Chun-Hai SHI and Jun ZHU

Agronomy Department, Zhejiang Agric. University, Hangzhou, 310029 China

A new generation starts from the fertilization of female and male gametes in both embryo and endosperm, while the parental plant provides the seed coat and nutrients for the new-generation seeds. Therefore, the milling-quality characters in F2 are influenced by genes of F1 plants and F2 seeds. Zhu (1992) has developed a model for quantitative characters of seeds of cereal crops. In this model, it is assumed that the total genetic effect on a seed can be partitioned into seed genetic effect (Go) and maternal effect (Gm). Go is partitioned further into additive (A) and dominance (D) components. Gm is also partitioned into maternal additive (Am) and maternal dominance (Dm) components. Using this model, we have studied the seed and maternal genetic effects on milling-quality characters in Indica hybrids.

MINQUE (0/1) method (Zhu 1992), which is a Minque method with all prior variances setting 1 and all prior covariances setting 0, was used to estimate variance components of seed genetic effects (δ2A and δ2D) and maternal genetic effects (δ2Am and δ2Dm). The components of genetic covariance between seed genes and maternal genes (δ2A.Am and δ2D.Dm) were also estimated. The random predicted by the Adjusted Unbiased Prediction (Aup, Zhu genetic effects were 1993) approach with Minque (0/1) method.
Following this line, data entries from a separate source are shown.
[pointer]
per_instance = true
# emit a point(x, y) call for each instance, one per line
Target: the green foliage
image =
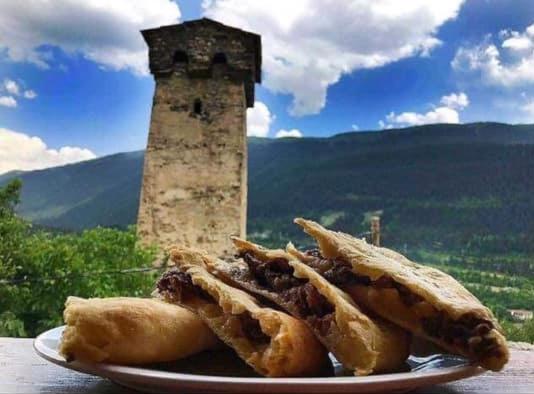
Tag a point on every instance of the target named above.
point(519, 332)
point(39, 270)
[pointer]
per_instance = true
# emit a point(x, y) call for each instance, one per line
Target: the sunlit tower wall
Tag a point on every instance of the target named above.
point(195, 171)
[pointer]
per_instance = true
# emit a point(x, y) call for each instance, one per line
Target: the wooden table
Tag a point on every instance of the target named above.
point(23, 372)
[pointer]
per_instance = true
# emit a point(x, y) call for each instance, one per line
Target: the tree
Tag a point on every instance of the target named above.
point(39, 270)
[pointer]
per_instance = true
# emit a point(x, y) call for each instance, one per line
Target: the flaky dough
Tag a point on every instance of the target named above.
point(131, 331)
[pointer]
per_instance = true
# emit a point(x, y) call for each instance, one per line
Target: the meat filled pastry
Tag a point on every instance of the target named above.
point(270, 341)
point(423, 300)
point(363, 345)
point(131, 331)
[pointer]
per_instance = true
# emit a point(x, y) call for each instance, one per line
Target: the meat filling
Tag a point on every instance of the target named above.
point(178, 286)
point(251, 329)
point(276, 275)
point(468, 332)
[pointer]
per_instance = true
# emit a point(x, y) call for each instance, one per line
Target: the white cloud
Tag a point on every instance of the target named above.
point(30, 94)
point(11, 87)
point(8, 101)
point(447, 113)
point(528, 109)
point(19, 151)
point(288, 133)
point(106, 32)
point(510, 65)
point(309, 44)
point(455, 100)
point(259, 120)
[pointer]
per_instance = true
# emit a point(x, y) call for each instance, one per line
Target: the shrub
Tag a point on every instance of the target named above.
point(39, 270)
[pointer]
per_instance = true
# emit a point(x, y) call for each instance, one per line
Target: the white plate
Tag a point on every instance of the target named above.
point(195, 375)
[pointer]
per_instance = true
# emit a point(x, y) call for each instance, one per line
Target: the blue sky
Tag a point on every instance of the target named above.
point(325, 70)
The Jackknife method was applied for obtaining estimators or predictors and their standard errors, and for the t-test parameters (Miller 1974).
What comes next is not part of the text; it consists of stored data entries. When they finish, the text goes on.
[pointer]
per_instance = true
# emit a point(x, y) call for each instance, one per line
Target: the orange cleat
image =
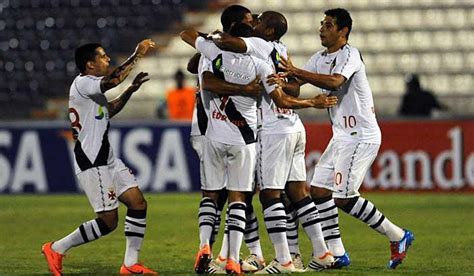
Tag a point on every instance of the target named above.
point(232, 267)
point(54, 259)
point(136, 269)
point(203, 258)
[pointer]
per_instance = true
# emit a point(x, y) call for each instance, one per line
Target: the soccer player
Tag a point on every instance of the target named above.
point(282, 138)
point(104, 178)
point(213, 202)
point(340, 71)
point(230, 149)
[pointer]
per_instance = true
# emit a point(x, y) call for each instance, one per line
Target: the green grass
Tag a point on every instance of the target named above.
point(443, 225)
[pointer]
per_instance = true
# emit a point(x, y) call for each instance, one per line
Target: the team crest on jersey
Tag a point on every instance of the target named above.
point(100, 113)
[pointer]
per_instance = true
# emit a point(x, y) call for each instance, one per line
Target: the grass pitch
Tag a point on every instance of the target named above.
point(443, 225)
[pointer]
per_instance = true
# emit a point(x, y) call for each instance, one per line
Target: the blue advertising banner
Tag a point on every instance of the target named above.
point(38, 157)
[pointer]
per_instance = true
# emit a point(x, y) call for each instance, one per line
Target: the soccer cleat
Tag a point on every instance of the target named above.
point(297, 262)
point(233, 267)
point(399, 249)
point(277, 268)
point(217, 266)
point(320, 263)
point(54, 259)
point(341, 261)
point(203, 258)
point(136, 269)
point(252, 263)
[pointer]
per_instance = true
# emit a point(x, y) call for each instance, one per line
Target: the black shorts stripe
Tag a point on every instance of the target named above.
point(134, 234)
point(83, 233)
point(135, 223)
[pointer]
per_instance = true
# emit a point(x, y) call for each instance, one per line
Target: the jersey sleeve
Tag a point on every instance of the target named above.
point(89, 86)
point(258, 47)
point(263, 71)
point(310, 65)
point(347, 62)
point(207, 48)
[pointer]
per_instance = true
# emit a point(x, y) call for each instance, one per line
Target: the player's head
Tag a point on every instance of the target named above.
point(271, 25)
point(235, 14)
point(92, 59)
point(241, 30)
point(336, 25)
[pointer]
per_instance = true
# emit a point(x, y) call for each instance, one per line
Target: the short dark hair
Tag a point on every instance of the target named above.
point(242, 30)
point(277, 21)
point(85, 53)
point(232, 14)
point(343, 19)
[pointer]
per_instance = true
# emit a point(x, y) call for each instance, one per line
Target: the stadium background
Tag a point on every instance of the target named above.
point(434, 38)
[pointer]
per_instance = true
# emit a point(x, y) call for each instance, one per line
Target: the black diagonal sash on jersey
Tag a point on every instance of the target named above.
point(233, 115)
point(201, 115)
point(101, 160)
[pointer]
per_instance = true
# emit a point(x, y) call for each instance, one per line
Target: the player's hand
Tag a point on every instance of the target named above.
point(287, 66)
point(140, 78)
point(323, 101)
point(276, 79)
point(144, 46)
point(254, 88)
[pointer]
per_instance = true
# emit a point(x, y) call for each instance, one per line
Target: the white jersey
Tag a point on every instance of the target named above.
point(90, 123)
point(233, 119)
point(275, 120)
point(353, 118)
point(200, 119)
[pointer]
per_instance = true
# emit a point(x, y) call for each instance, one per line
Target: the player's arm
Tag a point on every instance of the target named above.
point(229, 43)
point(193, 63)
point(330, 82)
point(218, 86)
point(283, 100)
point(114, 106)
point(121, 72)
point(290, 86)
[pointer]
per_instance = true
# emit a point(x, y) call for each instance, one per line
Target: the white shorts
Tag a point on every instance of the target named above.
point(343, 166)
point(281, 159)
point(231, 164)
point(197, 142)
point(103, 185)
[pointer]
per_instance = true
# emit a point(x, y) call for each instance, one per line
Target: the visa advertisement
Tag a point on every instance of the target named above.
point(414, 156)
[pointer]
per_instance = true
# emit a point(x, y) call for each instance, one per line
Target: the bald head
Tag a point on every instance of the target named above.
point(275, 20)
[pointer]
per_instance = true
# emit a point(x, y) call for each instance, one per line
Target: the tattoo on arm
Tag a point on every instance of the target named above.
point(119, 74)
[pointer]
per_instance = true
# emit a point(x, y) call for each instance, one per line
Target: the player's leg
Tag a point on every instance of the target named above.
point(135, 220)
point(255, 260)
point(99, 189)
point(272, 173)
point(322, 186)
point(360, 158)
point(241, 161)
point(305, 208)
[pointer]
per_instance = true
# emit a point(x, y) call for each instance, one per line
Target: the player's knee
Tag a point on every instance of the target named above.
point(296, 190)
point(269, 196)
point(317, 192)
point(346, 204)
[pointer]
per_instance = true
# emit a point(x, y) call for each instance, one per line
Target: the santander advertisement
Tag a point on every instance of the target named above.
point(415, 155)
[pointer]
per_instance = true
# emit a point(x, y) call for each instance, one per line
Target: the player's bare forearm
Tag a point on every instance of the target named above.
point(283, 100)
point(116, 105)
point(121, 72)
point(230, 43)
point(218, 86)
point(330, 82)
point(292, 88)
point(193, 64)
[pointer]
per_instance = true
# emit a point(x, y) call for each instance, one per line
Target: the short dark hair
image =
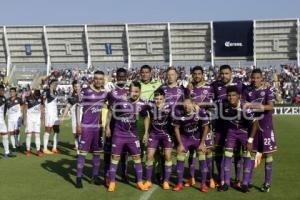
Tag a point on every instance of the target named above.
point(225, 67)
point(121, 70)
point(135, 84)
point(256, 71)
point(232, 89)
point(146, 67)
point(198, 67)
point(171, 68)
point(99, 72)
point(159, 92)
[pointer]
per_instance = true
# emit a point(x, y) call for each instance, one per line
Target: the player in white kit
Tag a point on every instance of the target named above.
point(73, 104)
point(14, 106)
point(3, 128)
point(33, 105)
point(50, 96)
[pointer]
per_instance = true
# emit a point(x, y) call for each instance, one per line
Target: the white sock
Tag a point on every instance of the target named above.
point(5, 144)
point(28, 142)
point(13, 141)
point(55, 139)
point(37, 142)
point(46, 140)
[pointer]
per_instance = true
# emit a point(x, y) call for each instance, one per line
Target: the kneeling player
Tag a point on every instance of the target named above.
point(191, 130)
point(159, 115)
point(33, 121)
point(124, 113)
point(239, 123)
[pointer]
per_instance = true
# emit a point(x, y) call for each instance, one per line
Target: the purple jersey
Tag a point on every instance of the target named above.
point(261, 96)
point(220, 89)
point(173, 94)
point(191, 124)
point(160, 119)
point(202, 94)
point(125, 114)
point(237, 118)
point(92, 102)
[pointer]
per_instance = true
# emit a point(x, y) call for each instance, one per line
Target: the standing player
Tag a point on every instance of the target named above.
point(160, 117)
point(74, 105)
point(220, 87)
point(3, 128)
point(260, 98)
point(118, 90)
point(14, 107)
point(124, 112)
point(33, 104)
point(239, 123)
point(92, 100)
point(51, 116)
point(191, 130)
point(202, 94)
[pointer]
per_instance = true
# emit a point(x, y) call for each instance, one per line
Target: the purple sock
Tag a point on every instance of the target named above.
point(247, 170)
point(226, 170)
point(180, 171)
point(203, 170)
point(209, 163)
point(268, 172)
point(252, 168)
point(80, 165)
point(139, 171)
point(96, 164)
point(124, 162)
point(149, 171)
point(167, 174)
point(192, 163)
point(238, 166)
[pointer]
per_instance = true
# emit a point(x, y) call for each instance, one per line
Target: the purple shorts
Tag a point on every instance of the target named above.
point(264, 141)
point(132, 145)
point(155, 140)
point(234, 138)
point(209, 141)
point(91, 140)
point(190, 143)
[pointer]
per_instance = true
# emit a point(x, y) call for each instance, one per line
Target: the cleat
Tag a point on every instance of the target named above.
point(212, 183)
point(125, 179)
point(9, 155)
point(236, 184)
point(190, 182)
point(148, 184)
point(178, 187)
point(55, 151)
point(95, 180)
point(141, 186)
point(223, 188)
point(78, 183)
point(204, 188)
point(39, 153)
point(166, 185)
point(47, 152)
point(244, 188)
point(111, 187)
point(27, 153)
point(106, 180)
point(265, 188)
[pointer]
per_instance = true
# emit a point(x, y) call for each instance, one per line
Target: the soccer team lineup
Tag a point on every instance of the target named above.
point(217, 125)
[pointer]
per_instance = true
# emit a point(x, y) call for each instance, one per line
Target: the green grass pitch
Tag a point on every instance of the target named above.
point(52, 177)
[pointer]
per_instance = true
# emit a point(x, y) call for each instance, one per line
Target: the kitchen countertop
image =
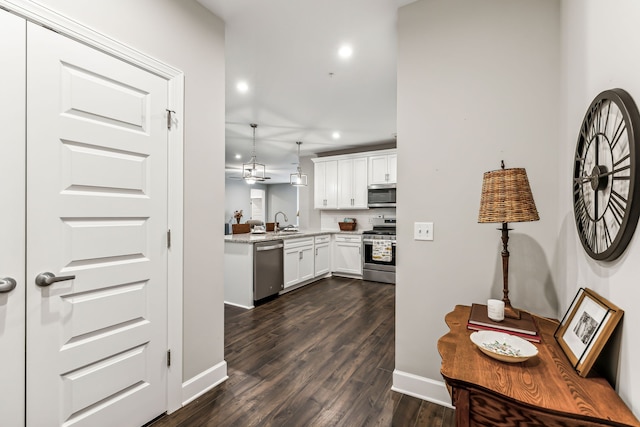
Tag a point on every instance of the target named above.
point(281, 235)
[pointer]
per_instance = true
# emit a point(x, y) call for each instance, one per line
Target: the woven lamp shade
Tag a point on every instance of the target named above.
point(506, 197)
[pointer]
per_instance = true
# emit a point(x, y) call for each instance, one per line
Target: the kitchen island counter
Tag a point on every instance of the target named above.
point(281, 235)
point(239, 260)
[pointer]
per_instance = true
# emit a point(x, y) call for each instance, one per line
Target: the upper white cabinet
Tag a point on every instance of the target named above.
point(325, 179)
point(340, 182)
point(352, 183)
point(383, 168)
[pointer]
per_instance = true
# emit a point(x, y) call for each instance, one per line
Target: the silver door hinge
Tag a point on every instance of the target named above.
point(169, 118)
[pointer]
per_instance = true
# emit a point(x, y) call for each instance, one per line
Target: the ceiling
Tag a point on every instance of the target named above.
point(299, 88)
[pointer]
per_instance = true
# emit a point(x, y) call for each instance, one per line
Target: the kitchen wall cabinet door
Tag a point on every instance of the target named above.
point(347, 255)
point(352, 183)
point(326, 184)
point(383, 169)
point(12, 218)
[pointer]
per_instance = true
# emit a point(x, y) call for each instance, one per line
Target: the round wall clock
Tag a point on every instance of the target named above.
point(605, 189)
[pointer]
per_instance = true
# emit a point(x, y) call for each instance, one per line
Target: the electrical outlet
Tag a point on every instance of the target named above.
point(423, 231)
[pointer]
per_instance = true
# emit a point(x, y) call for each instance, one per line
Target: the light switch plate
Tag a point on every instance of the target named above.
point(423, 231)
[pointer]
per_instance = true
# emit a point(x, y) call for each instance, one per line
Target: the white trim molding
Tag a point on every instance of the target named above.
point(203, 382)
point(421, 387)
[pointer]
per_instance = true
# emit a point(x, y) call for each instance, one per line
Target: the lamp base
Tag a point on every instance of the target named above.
point(511, 312)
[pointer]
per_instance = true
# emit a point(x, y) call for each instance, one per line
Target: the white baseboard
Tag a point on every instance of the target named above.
point(421, 387)
point(239, 305)
point(203, 382)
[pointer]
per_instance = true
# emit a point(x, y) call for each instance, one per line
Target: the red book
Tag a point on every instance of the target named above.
point(525, 325)
point(528, 337)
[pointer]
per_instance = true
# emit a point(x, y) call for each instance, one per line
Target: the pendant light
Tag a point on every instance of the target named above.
point(298, 179)
point(253, 171)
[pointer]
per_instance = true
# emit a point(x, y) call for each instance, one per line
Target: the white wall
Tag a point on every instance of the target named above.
point(309, 217)
point(601, 40)
point(283, 197)
point(187, 36)
point(478, 82)
point(238, 196)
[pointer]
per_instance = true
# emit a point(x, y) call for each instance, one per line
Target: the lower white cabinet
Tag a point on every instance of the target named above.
point(347, 254)
point(298, 261)
point(322, 255)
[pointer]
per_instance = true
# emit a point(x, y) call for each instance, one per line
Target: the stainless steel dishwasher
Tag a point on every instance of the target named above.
point(268, 269)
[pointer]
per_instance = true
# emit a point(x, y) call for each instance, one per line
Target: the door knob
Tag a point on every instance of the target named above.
point(7, 284)
point(46, 279)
Incomplete diallel crosses were made using six male-sterile lines (Zhenshan 97A, Erjiuqing A, Erijiunan 1A, V20A, Zhenan 1A, and Zhenan 3A) as females and three restorer lines (Cezao 2-2, T49 and 26715) as males. F2 seedlings of 18 crosses and their parents were transplanted into the field each in three rows of 12 plants at 20 x 20 cm spacing, with two replications in 1991. Seeds from 10 plants of the middle row were used to measure the milling-quality characters, including brown rice weight (mg), milled rice weight (mg), brown rice recovery (%), milled rice recovery (%), and head rice recovery (% head rice to total milled rice).
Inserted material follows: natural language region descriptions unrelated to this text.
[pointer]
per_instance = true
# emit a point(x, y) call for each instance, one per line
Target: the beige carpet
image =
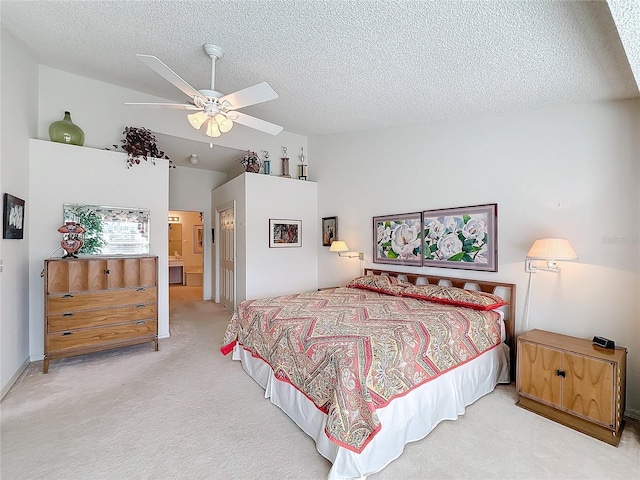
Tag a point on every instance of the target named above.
point(187, 412)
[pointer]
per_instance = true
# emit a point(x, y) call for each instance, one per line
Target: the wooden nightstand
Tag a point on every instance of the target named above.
point(570, 381)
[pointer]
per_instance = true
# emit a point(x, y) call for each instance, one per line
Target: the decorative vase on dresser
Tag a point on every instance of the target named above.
point(98, 303)
point(65, 131)
point(573, 382)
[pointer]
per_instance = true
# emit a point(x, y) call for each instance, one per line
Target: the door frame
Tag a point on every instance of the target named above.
point(215, 267)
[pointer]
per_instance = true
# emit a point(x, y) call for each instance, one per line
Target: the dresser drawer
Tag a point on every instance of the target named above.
point(94, 318)
point(81, 339)
point(110, 298)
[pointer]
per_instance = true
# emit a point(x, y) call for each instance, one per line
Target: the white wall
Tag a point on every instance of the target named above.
point(280, 271)
point(19, 110)
point(262, 271)
point(571, 172)
point(190, 189)
point(63, 173)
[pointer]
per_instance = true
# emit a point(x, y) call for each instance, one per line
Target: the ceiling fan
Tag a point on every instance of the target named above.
point(217, 112)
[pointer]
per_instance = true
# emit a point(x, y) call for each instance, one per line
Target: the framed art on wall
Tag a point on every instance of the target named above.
point(397, 239)
point(329, 230)
point(13, 218)
point(285, 233)
point(464, 237)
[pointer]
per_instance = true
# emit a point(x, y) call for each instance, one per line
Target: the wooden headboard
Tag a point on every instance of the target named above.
point(504, 290)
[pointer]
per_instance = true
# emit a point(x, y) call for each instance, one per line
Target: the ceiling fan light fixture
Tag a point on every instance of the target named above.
point(213, 130)
point(197, 119)
point(224, 124)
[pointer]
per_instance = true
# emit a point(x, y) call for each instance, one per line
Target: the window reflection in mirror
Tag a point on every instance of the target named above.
point(111, 230)
point(175, 239)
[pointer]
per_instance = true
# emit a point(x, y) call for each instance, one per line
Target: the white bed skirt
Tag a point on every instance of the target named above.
point(405, 419)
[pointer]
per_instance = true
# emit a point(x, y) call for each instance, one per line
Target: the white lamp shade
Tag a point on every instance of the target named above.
point(197, 119)
point(552, 249)
point(339, 246)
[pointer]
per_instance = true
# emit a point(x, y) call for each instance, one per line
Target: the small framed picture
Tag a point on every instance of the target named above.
point(13, 218)
point(329, 230)
point(285, 233)
point(397, 239)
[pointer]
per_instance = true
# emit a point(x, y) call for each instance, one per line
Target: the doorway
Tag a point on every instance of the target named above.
point(226, 252)
point(186, 255)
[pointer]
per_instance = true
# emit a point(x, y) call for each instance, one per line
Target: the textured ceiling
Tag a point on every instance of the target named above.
point(342, 66)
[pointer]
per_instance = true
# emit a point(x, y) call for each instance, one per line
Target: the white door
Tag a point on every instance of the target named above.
point(227, 258)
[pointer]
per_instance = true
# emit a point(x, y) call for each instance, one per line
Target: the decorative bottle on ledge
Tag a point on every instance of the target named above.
point(65, 131)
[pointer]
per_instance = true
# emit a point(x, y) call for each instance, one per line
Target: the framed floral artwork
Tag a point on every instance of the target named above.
point(285, 233)
point(13, 218)
point(464, 237)
point(397, 239)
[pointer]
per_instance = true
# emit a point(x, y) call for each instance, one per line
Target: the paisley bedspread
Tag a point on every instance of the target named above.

The results showed that milling-quality characters were controlled by both seed genotype and maternal genotype. As shown in Table 1, brown rice weight and milled rice recovery were mainly controlled by materinal effects. Head rice recovery was controlled by seed dominance effect, while brown rice weight was also conditioned by seed additive effect, but not by seed dominance effect. Seed dominance effect was not found also for brown rice recovery and milled rice recovery.

Predicted genetic effects showed that V20A and Erjiunan 1A were superior in brown rice weight, and Erjiuquing A was better in milled rice recovery than other parents. Crosses Zenshan 97A x T49, Zhenshan 97A x Cezao 2-2 and Zhenan 1A x T49 showed an increase in milled rice recovery, and crosses Zhenan 1A x T49 and Zenan 3A x Cezao 2-2 showed an increase in head rice recovery.

References

Miller, R.G., 1974. The Jackknife, a review. Biometrika 61: 1-15.

Murai, M. and T. Kinoshita, 1986. Diallel analysis of traits concerning yield in rice. Japan. J. Breed. 36: 7-15.

Rao, C.R., 1971. Estimation of variance and covariance components in Minque theory. J. Multivar. Analy. 1: 257-175.

Zhu, J., 1992. Mixed model approaches for estimating genetic variances and covariances. J. Biomath. 7(1): 1-11.

Zhu, J., 1993. Methods of predicting genotype value and heterosis for offspring of hybrids. J. Biomath. 8(1): 32-44.